Physical agents that can autonomously generate engaging, life-like behaviour will lead to more responsive and interesting robots and other autonomous systems. Although many advances have been made for one-to-one interactions in well controlled settings, future physical agents should be capable of interacting with humans in natural settings, including group interaction. In order to generate engaging behaviours, the autonomous system must first be able to estimate its human partners' engagement level.
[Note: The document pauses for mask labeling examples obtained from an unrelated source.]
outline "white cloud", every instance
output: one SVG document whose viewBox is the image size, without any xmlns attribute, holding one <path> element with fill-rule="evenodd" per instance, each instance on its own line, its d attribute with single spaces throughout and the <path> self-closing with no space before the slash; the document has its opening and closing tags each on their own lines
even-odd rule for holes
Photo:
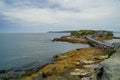
<svg viewBox="0 0 120 80">
<path fill-rule="evenodd" d="M 49 0 L 49 2 L 59 4 L 60 7 L 65 9 L 77 9 L 80 11 L 76 12 L 39 7 L 29 8 L 27 5 L 25 5 L 25 8 L 24 5 L 22 7 L 13 8 L 8 7 L 7 4 L 0 1 L 0 13 L 4 16 L 4 19 L 19 24 L 100 25 L 104 23 L 115 25 L 116 23 L 111 23 L 111 20 L 120 20 L 119 1 Z M 120 23 L 117 24 L 120 25 Z"/>
</svg>

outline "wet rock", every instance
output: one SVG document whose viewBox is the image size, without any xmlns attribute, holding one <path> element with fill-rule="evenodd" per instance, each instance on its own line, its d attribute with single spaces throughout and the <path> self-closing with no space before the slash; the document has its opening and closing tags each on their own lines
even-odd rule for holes
<svg viewBox="0 0 120 80">
<path fill-rule="evenodd" d="M 100 63 L 102 75 L 99 80 L 120 80 L 120 49 L 109 59 Z"/>
</svg>

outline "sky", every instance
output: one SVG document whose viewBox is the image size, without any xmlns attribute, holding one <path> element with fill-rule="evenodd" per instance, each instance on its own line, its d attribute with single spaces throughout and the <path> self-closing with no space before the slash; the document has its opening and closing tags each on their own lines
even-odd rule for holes
<svg viewBox="0 0 120 80">
<path fill-rule="evenodd" d="M 77 29 L 119 31 L 120 0 L 0 0 L 0 33 Z"/>
</svg>

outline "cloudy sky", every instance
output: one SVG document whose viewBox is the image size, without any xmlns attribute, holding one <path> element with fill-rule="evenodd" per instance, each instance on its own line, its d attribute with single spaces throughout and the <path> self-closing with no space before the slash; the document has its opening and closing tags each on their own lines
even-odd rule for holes
<svg viewBox="0 0 120 80">
<path fill-rule="evenodd" d="M 0 33 L 118 27 L 120 0 L 0 0 Z"/>
</svg>

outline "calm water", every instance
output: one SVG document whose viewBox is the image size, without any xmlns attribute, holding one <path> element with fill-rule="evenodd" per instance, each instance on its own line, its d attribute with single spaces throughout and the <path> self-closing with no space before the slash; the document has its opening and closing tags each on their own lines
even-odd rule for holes
<svg viewBox="0 0 120 80">
<path fill-rule="evenodd" d="M 84 44 L 51 42 L 67 33 L 0 34 L 0 69 L 31 68 L 52 61 L 52 56 L 71 49 L 88 47 Z"/>
</svg>

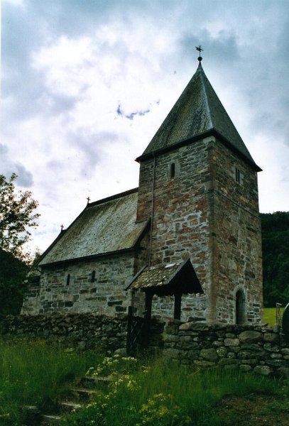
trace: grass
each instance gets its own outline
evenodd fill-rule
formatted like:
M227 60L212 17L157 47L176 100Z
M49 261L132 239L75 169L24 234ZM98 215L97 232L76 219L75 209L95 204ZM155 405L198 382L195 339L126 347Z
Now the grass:
M98 394L61 426L222 425L213 412L224 395L278 391L277 383L267 378L218 369L194 371L163 359L149 366L133 364L130 372L112 366L115 382L109 391Z
M42 340L0 341L0 425L22 425L23 405L48 404L99 359Z
M281 316L284 312L284 308L280 309ZM269 326L273 326L276 324L276 307L264 307L263 312L263 322L268 323Z
M0 342L0 425L23 426L23 405L47 407L87 370L89 375L109 375L114 381L97 399L63 419L61 426L241 425L225 422L215 408L225 395L255 393L281 395L281 405L273 402L268 410L282 408L287 419L288 381L280 386L268 378L218 369L197 371L162 358L104 359L94 353L66 351L40 340L16 340ZM233 409L231 415L234 413Z

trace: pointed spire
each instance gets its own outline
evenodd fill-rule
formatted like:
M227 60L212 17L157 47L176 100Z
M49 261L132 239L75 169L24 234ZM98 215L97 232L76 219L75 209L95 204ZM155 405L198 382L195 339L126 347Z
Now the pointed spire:
M199 48L201 49L201 46ZM200 58L199 66L187 86L142 155L136 160L142 161L152 155L174 149L175 145L214 135L256 170L261 170L207 78Z

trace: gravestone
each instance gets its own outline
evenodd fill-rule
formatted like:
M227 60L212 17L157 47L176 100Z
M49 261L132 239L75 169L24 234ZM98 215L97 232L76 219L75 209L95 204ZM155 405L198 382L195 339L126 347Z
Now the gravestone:
M289 303L286 305L282 317L282 331L286 343L289 343Z

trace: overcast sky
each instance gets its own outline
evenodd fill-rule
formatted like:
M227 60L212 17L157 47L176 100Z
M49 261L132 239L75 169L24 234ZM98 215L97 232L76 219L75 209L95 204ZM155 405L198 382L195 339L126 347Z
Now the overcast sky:
M1 173L41 214L45 249L92 201L138 186L140 155L204 70L289 211L288 0L2 0Z

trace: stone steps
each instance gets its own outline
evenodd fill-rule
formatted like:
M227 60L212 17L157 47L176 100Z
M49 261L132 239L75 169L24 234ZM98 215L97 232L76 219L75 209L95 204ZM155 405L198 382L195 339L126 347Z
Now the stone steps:
M40 425L56 425L62 417L73 410L80 408L99 393L107 389L111 379L108 377L82 377L77 387L70 388L65 398L55 404L53 413L41 414ZM34 424L34 423L31 423Z

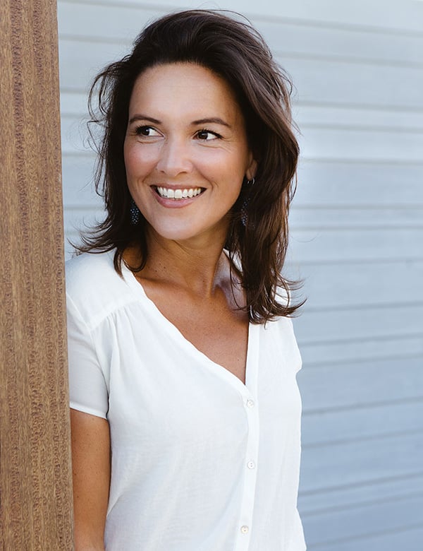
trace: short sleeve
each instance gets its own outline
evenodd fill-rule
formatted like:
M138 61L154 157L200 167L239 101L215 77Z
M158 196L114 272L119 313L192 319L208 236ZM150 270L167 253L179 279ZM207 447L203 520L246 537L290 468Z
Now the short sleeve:
M107 385L92 332L68 295L66 311L70 408L106 419Z

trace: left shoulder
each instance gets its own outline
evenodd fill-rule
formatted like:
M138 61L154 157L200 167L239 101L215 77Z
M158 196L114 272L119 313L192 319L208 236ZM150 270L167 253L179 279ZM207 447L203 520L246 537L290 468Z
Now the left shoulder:
M263 344L275 355L281 355L297 372L301 368L301 355L291 318L278 317L262 326Z

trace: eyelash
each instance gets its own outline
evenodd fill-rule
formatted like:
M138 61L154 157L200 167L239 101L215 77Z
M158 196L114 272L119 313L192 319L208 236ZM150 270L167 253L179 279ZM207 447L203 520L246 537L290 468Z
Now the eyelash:
M152 126L149 126L147 124L143 124L142 126L137 126L135 129L135 134L137 134L137 136L142 136L143 134L142 134L142 132L143 130L154 130L156 132L157 131ZM149 136L145 136L145 138L148 138Z
M222 137L220 134L218 134L217 132L214 132L212 130L209 130L207 128L203 128L201 130L199 130L196 133L196 135L198 137L198 136L200 136L200 134L212 134L212 136L214 136L215 138L219 138ZM204 141L209 141L209 140L204 140Z

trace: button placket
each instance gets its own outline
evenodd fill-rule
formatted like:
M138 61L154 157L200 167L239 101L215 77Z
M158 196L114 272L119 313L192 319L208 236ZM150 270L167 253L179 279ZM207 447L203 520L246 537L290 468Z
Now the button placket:
M239 520L239 532L235 551L247 551L252 526L254 499L257 482L257 465L259 453L259 408L257 400L250 395L243 397L248 423L248 437L245 449L244 488Z

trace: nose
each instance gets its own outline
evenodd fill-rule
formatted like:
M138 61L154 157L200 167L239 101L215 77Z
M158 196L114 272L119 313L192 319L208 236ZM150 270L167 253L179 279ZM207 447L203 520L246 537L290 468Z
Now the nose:
M161 148L157 168L173 177L192 170L190 148L185 140L176 137L166 138Z

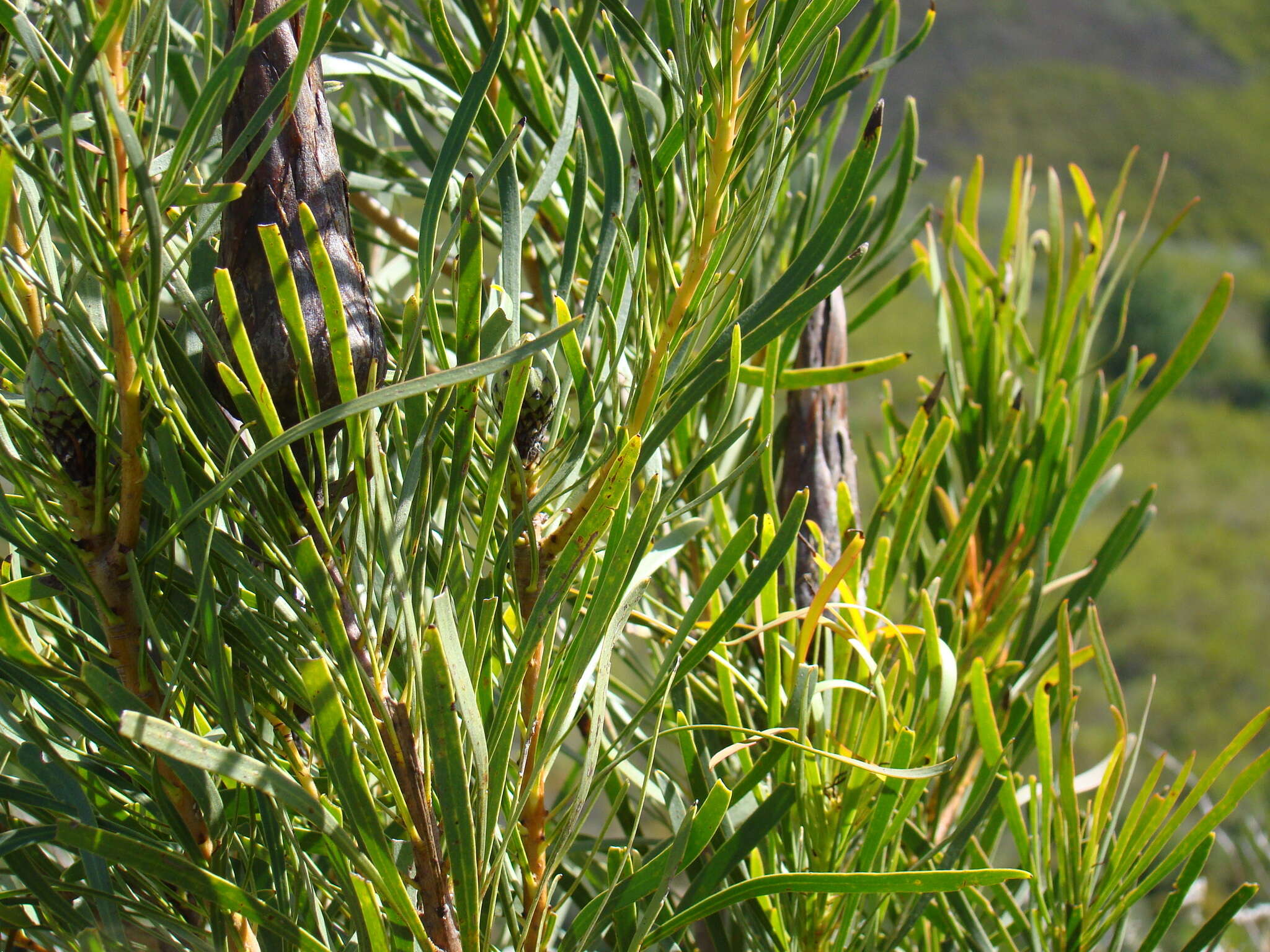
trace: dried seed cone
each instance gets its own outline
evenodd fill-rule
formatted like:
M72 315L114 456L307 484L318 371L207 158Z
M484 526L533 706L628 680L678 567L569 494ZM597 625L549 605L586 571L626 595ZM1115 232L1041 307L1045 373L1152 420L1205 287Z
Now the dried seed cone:
M512 372L503 371L494 382L494 402L503 411L503 399ZM521 401L521 415L516 421L516 452L526 468L533 468L546 449L547 434L555 419L558 383L551 362L537 354L530 367L530 380L525 385L525 400Z
M281 5L279 0L257 0L253 19L259 20ZM243 6L243 0L231 0L232 25L241 19ZM296 61L297 37L302 23L304 14L287 20L248 57L243 79L222 119L222 140L226 145L237 142L257 108L278 85L287 67ZM272 119L265 129L271 126ZM335 269L344 302L344 320L348 324L358 391L364 392L371 385L372 364L377 366L375 383L382 382L385 348L380 320L371 303L366 273L353 246L348 182L335 150L335 135L326 109L326 98L323 94L321 67L318 62L314 62L305 74L305 81L296 96L295 110L269 146L264 160L244 180L246 162L263 137L262 131L230 166L230 180L243 180L245 190L239 199L225 208L221 220L220 265L229 269L234 281L243 322L278 415L284 426L291 426L300 420L297 363L278 307L258 226L277 225L291 255L291 269L300 292L309 347L312 352L318 397L323 407L340 402L340 397L330 358L330 338L321 297L300 226L301 202L312 211L326 254ZM213 305L212 325L229 352L227 331L224 321L217 320L217 311ZM215 366L208 360L204 369L208 383L221 402L232 406Z
M27 415L75 485L97 480L97 433L70 392L65 341L50 322L27 362Z

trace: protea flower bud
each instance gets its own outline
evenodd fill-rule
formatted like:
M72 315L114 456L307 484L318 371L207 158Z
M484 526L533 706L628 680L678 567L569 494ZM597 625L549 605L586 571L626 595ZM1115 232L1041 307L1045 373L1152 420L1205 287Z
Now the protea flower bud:
M259 20L281 5L281 0L257 0L253 19ZM239 27L243 6L243 0L230 3L231 32ZM237 142L257 108L269 96L287 67L296 61L302 20L302 13L284 20L248 56L243 79L225 109L222 141L226 146ZM272 119L263 128L268 129L271 126ZM359 391L364 392L372 386L370 381L372 364L377 366L375 383L382 382L385 347L380 320L371 303L366 273L353 246L348 182L335 150L335 135L326 109L321 67L318 61L314 61L305 74L305 81L295 99L295 109L269 146L264 160L244 179L246 161L259 147L263 136L264 131L245 143L237 160L230 166L229 178L243 180L245 189L236 201L225 207L221 220L220 265L229 270L234 281L244 327L282 424L291 426L300 419L296 397L298 369L278 306L269 261L260 242L259 226L277 225L290 253L291 270L300 292L309 348L312 353L318 399L324 409L340 402L340 396L330 357L330 339L321 294L314 279L312 261L301 230L298 215L301 202L312 211L318 232L335 270ZM212 325L229 350L227 334L224 322L216 320L217 316L213 314ZM229 395L224 392L211 362L206 369L213 392L220 395L224 405L230 406Z
M67 357L62 331L50 321L27 362L27 415L71 481L86 489L97 480L97 433L71 396Z
M503 371L494 381L494 404L503 411L503 399L512 371ZM538 465L546 449L547 433L555 419L555 401L559 383L555 367L542 353L535 354L530 366L530 380L525 385L525 399L521 401L521 416L516 421L516 452L521 462L530 470Z

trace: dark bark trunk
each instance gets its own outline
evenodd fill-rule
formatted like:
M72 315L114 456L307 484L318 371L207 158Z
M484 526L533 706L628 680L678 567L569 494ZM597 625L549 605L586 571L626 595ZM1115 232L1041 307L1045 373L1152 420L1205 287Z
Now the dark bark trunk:
M799 339L796 366L832 367L847 362L847 307L841 289L834 289L806 320ZM785 433L785 467L781 475L780 504L806 487L810 495L805 519L824 534L824 560L831 565L842 555L842 529L838 526L838 484L846 481L852 505L860 505L856 489L856 454L851 449L847 426L847 385L833 383L806 390L791 390ZM820 572L815 567L812 537L804 529L798 542L794 599L799 607L812 603Z

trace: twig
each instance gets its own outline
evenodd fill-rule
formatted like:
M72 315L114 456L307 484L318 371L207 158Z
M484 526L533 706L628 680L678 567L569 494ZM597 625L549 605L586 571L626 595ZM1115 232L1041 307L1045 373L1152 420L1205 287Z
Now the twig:
M842 289L817 307L799 339L798 367L832 367L847 362L847 307ZM794 390L789 395L789 424L785 432L785 468L781 475L780 505L789 508L794 494L809 489L806 514L824 536L824 561L833 565L842 555L842 527L838 526L838 484L846 482L852 506L860 503L856 490L856 454L851 449L847 419L847 385ZM815 550L799 533L795 564L794 600L812 604L819 586Z
M679 325L683 322L683 317L687 315L688 307L696 297L702 278L705 278L706 268L710 265L710 256L714 251L715 239L719 236L719 216L723 211L723 199L728 190L728 169L732 164L732 152L737 136L737 117L740 112L740 75L745 66L749 41L754 32L754 27L749 22L749 14L756 3L757 0L737 0L734 8L728 94L725 102L720 103L719 122L715 126L714 135L710 136L710 171L706 179L705 199L701 206L701 226L692 250L688 253L688 261L683 268L683 279L674 289L671 311L662 325L653 355L649 358L648 369L644 372L644 380L640 383L635 406L627 419L626 426L630 433L643 433L644 426L648 424L653 411L653 401L660 391L662 364L665 362ZM564 550L565 543L578 528L582 518L596 504L599 487L603 486L612 465L613 458L610 457L599 467L594 479L592 479L591 486L587 487L587 494L574 508L573 513L542 541L542 557L545 561L550 564Z

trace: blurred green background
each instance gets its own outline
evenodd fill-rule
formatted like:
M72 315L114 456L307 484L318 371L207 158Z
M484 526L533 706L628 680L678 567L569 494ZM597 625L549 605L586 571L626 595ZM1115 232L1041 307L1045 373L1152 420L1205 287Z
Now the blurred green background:
M904 37L925 5L904 10ZM1270 703L1270 3L1266 0L939 0L923 47L892 71L886 95L917 98L919 197L939 206L974 156L987 165L986 212L1003 204L1016 155L1034 180L1085 169L1095 194L1140 155L1125 207L1140 216L1168 173L1153 225L1201 202L1143 273L1128 338L1171 352L1223 270L1236 298L1182 390L1121 451L1119 487L1091 517L1092 552L1124 505L1154 482L1158 515L1100 599L1102 621L1137 703L1157 678L1151 740L1201 763ZM991 221L991 215L986 215ZM1109 341L1110 343L1110 341ZM928 293L914 286L851 341L859 358L899 348L890 378L904 396L940 366ZM852 393L867 430L876 390ZM907 399L907 397L906 397ZM862 447L861 447L862 449ZM1074 567L1076 561L1071 565ZM1086 710L1086 716L1092 712ZM1096 721L1095 721L1096 729ZM1270 803L1270 795L1261 793Z

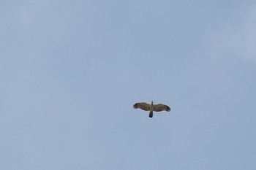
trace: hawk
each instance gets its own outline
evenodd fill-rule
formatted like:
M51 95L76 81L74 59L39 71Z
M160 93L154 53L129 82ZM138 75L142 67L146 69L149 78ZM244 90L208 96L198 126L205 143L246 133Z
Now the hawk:
M145 111L150 111L149 112L149 117L153 117L153 111L155 112L161 112L161 111L167 111L170 112L170 107L162 104L154 104L153 101L151 101L151 104L142 102L142 103L136 103L133 105L133 108L135 109L140 109Z

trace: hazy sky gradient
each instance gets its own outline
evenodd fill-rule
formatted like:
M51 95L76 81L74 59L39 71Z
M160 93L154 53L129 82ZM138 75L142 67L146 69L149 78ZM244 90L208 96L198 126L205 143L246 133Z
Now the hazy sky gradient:
M1 1L0 169L256 169L255 11Z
In this paper, we propose an approach for estimating engagement during group interaction by simultaneously taking into account active and passive interaction, i.e. occupancy, and use the measure as the reward signal within a reinforcement learning framework to learn engaging interactive behaviours. The proposed approach is implemented in an interactive sculptural system in a museum setting. We compare the learning system to a baseline using pre-scripted interactive behaviours. Analysis based on sensory data and survey data shows that adaptable behaviours within an expert-designed action space can achieve higher engagement and likeability.